A Vivo anunciou oficialmente que mudará a forma como oferta um serviço que, por décadas, fez parte da rotina de milhões de brasileiros.
A decisão marca uma mudança relevante na forma como a empresa passa a atuar no setor de telecomunicações e sinaliza o encerramento de um ciclo histórico no país.
Vivo bate o martelo e dará fim a serviço muito utilizado por clientes
O serviço em questão é a telefonia fixa tradicional, conhecida tecnicamente como Serviço Telefônico Fixo Comutado.
Popular em residências, comércios e órgãos públicos desde o século passado, o telefone fixo foi, por muito tempo, o principal meio de comunicação à distância no Brasil.
Ele garantiu acesso à comunicação em regiões onde outras tecnologias ainda não existiam e foi essencial para serviços básicos, como emergências, atendimento médico e atividades comerciais.
Ao longo dos anos, porém, o uso desse tipo de linha caiu de forma contínua. A popularização dos celulares, dos aplicativos de mensagens e da internet banda larga reduziu drasticamente a dependência do telefone fixo.
Ainda assim, o serviço seguia operando sob um regime público, herdado do processo de privatização das telecomunicações nos anos 1990, que impunha à Vivo obrigações rígidas de manutenção, continuidade e cobertura, mesmo em locais pouco rentáveis.
O que muda na prática com a decisão da Vivo?
Com a nova decisão, a operadora deixa de prestar a telefonia fixa sob esse regime de concessão e passa a atuar exclusivamente no modelo de autorização privada.
Na prática, isso significa que o serviço deixa de ser tratado como essencial pelo marco regulatório antigo e passa a seguir regras mais flexíveis, semelhantes às aplicadas à telefonia móvel e à internet.

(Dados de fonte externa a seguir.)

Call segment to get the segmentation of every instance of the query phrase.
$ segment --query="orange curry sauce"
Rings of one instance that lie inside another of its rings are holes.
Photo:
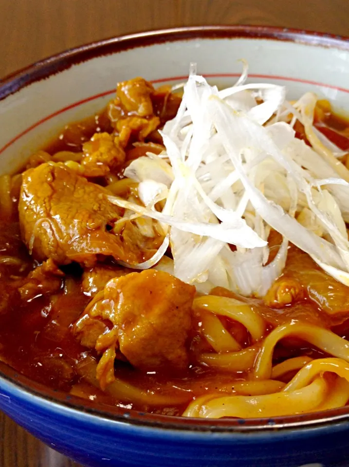
[[[159,98],[160,108],[161,103],[161,98]],[[173,117],[178,104],[178,102],[173,102],[167,113],[161,116],[162,123]],[[316,126],[341,148],[348,149],[348,123],[333,115],[326,103],[320,102],[320,105],[318,107]],[[95,132],[110,132],[111,130],[107,111],[105,110],[78,123],[68,125],[43,149],[51,155],[59,151],[79,152],[82,150],[82,144],[88,141]],[[301,130],[301,128],[297,128],[297,131]],[[155,144],[161,143],[159,135],[156,132],[150,135],[146,141]],[[128,161],[144,155],[145,150],[144,148],[137,148],[131,144],[126,152],[127,164]],[[15,184],[11,190],[11,195],[17,206],[18,187]],[[149,406],[146,402],[117,400],[110,394],[104,393],[84,381],[79,375],[79,365],[85,361],[88,363],[90,357],[97,359],[98,356],[95,351],[87,349],[78,343],[71,330],[72,323],[76,321],[91,300],[91,297],[81,290],[82,269],[74,264],[62,267],[66,275],[62,279],[58,279],[59,286],[53,293],[45,293],[44,288],[42,292],[39,291],[34,296],[29,294],[29,298],[26,299],[24,292],[21,296],[18,287],[20,287],[24,278],[37,265],[21,242],[16,208],[11,218],[10,222],[8,222],[8,216],[0,219],[0,359],[33,380],[67,393],[73,389],[73,394],[95,400],[96,403],[119,403],[122,406],[130,409],[172,415],[181,414],[194,396],[214,392],[219,385],[229,386],[229,381],[232,379],[243,379],[245,377],[243,374],[232,376],[231,374],[218,374],[196,363],[195,355],[198,352],[212,350],[209,344],[200,337],[198,330],[200,329],[200,323],[196,322],[193,326],[191,341],[188,343],[191,349],[192,363],[184,372],[180,374],[142,373],[133,368],[127,362],[118,360],[115,365],[117,378],[130,383],[144,392],[148,391],[148,394],[150,392],[150,397],[151,392],[153,392],[156,394],[167,395],[171,400],[172,397],[176,399],[179,394],[186,392],[187,396],[182,397],[180,402]],[[277,243],[277,240],[276,242]],[[316,271],[319,271],[311,260],[306,256],[307,255],[294,247],[291,247],[285,274],[292,277],[293,271],[299,271],[307,262],[310,262],[310,267],[313,268],[315,274]],[[18,261],[11,261],[9,258],[18,258]],[[320,279],[323,281],[324,274],[321,272]],[[305,280],[306,282],[306,277]],[[326,287],[331,287],[329,283],[324,282],[324,293]],[[311,290],[306,287],[305,289],[304,300],[286,309],[264,306],[264,317],[270,323],[271,327],[289,319],[293,315],[296,319],[300,318],[331,328],[336,325],[334,330],[340,335],[349,335],[349,324],[347,324],[345,317],[340,314],[338,318],[338,314],[336,314],[335,319],[332,319],[331,312],[324,312],[324,304],[321,300],[316,303],[316,297],[313,297],[313,300],[310,299],[308,294],[311,295]],[[224,289],[217,289],[213,293],[231,295]],[[343,297],[334,297],[331,300],[334,302],[336,300],[347,302]],[[251,300],[252,303],[260,302]],[[349,302],[348,305],[348,308],[343,310],[347,312],[347,316]],[[331,304],[328,303],[325,305],[331,311]],[[226,328],[233,332],[239,342],[243,343],[244,346],[248,344],[249,336],[241,325],[227,318],[221,319]],[[282,344],[278,344],[274,358],[275,361],[278,362],[290,356],[305,354],[317,357],[320,355],[318,351],[309,348],[301,341],[289,339],[284,340]]]

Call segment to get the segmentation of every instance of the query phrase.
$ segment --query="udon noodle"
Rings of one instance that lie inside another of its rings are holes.
[[[349,124],[192,72],[183,95],[119,83],[0,178],[0,360],[166,415],[343,407]]]

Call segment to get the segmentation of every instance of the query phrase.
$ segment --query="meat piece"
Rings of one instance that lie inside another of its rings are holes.
[[[125,153],[118,137],[108,133],[96,133],[84,144],[81,164],[84,175],[89,177],[106,175],[111,169],[121,165]]]
[[[156,130],[160,124],[158,117],[141,118],[140,117],[127,117],[116,122],[116,127],[120,134],[120,144],[125,147],[130,139],[143,141],[144,139]]]
[[[286,305],[304,300],[304,289],[296,279],[283,276],[273,284],[263,298],[264,304],[272,308],[283,308]]]
[[[185,344],[195,291],[194,286],[153,269],[130,273],[108,283],[74,326],[82,343],[90,340],[89,334],[95,337],[97,326],[103,330],[95,345],[96,350],[103,352],[97,368],[102,388],[114,379],[118,344],[129,361],[142,370],[186,367]]]
[[[86,295],[94,295],[103,290],[111,279],[120,277],[128,274],[130,269],[107,265],[96,265],[93,268],[85,269],[82,274],[82,291]]]
[[[48,259],[31,271],[18,287],[20,298],[30,300],[38,295],[50,295],[57,292],[63,286],[64,273],[52,259]]]
[[[153,250],[145,251],[125,241],[122,232],[113,232],[120,211],[108,194],[62,163],[24,172],[18,208],[29,251],[40,262],[51,258],[57,264],[75,261],[87,267],[99,254],[132,264],[150,257]]]
[[[154,88],[143,78],[121,81],[116,87],[116,96],[126,111],[140,117],[153,114],[150,95],[153,91]]]

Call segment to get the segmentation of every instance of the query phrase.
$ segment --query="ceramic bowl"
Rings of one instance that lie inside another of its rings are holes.
[[[101,109],[118,81],[186,79],[191,62],[220,86],[244,58],[249,80],[312,90],[349,109],[349,40],[259,27],[195,27],[135,34],[64,52],[0,82],[0,174],[22,164],[68,123]],[[0,409],[56,450],[91,467],[348,466],[349,408],[273,419],[152,415],[67,397],[0,365]]]

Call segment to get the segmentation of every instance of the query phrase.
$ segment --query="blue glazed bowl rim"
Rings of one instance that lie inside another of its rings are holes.
[[[29,65],[0,80],[0,101],[18,92],[32,83],[66,70],[73,65],[97,56],[117,53],[137,47],[166,42],[197,38],[219,39],[245,38],[269,39],[296,42],[305,45],[349,51],[349,37],[301,30],[259,26],[209,26],[176,28],[149,31],[112,37],[71,49]],[[145,429],[161,429],[168,432],[191,432],[242,433],[273,432],[285,433],[303,431],[306,429],[340,429],[349,421],[349,407],[322,413],[277,417],[273,419],[207,420],[144,413],[118,407],[98,406],[74,396],[67,396],[19,375],[5,364],[0,362],[0,398],[11,403],[16,396],[24,403],[46,408],[57,413],[67,413],[76,419],[85,418],[91,423],[124,428],[138,426]]]

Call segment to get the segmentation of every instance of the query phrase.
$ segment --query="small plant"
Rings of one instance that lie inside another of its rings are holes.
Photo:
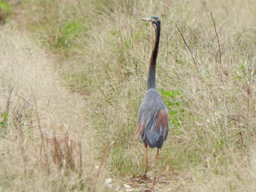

Ou seja, o serviço de telefonia fixa da Vivo não acaba, ele continua sendo ofertado, mas de forma diferente do que vinha ocorrendo nos últimos anos.
Segundo a empresa, a mudança reflete a realidade atual do setor e a necessidade de direcionar recursos para tecnologias mais demandadas pela população.
Como parte do acordo firmado com a Anatel, a Vivo assumiu compromissos financeiros expressivos, com investimentos bilionários voltados à ampliação da infraestrutura de fibra óptica e ao fortalecimento da rede móvel em centenas de municípios.
Apesar do fim do modelo tradicional, a operadora informou que continuará garantindo a oferta do telefone fixo em localidades onde não há concorrência, ao menos até 2028.
Nesses casos, a Vivo atuará como fornecedora de último recurso, assegurando que comunidades isoladas não fiquem sem acesso ao serviço.
A mudança no formato de concessão da telefonia fixa como serviço público simboliza a transição definitiva do setor para um cenário dominado por soluções móveis e digitais.
Para muitos clientes, trata-se da mudança de uma tecnologia familiar; para o mercado, é a confirmação de que o futuro da comunicação passa por redes mais modernas e conectadas.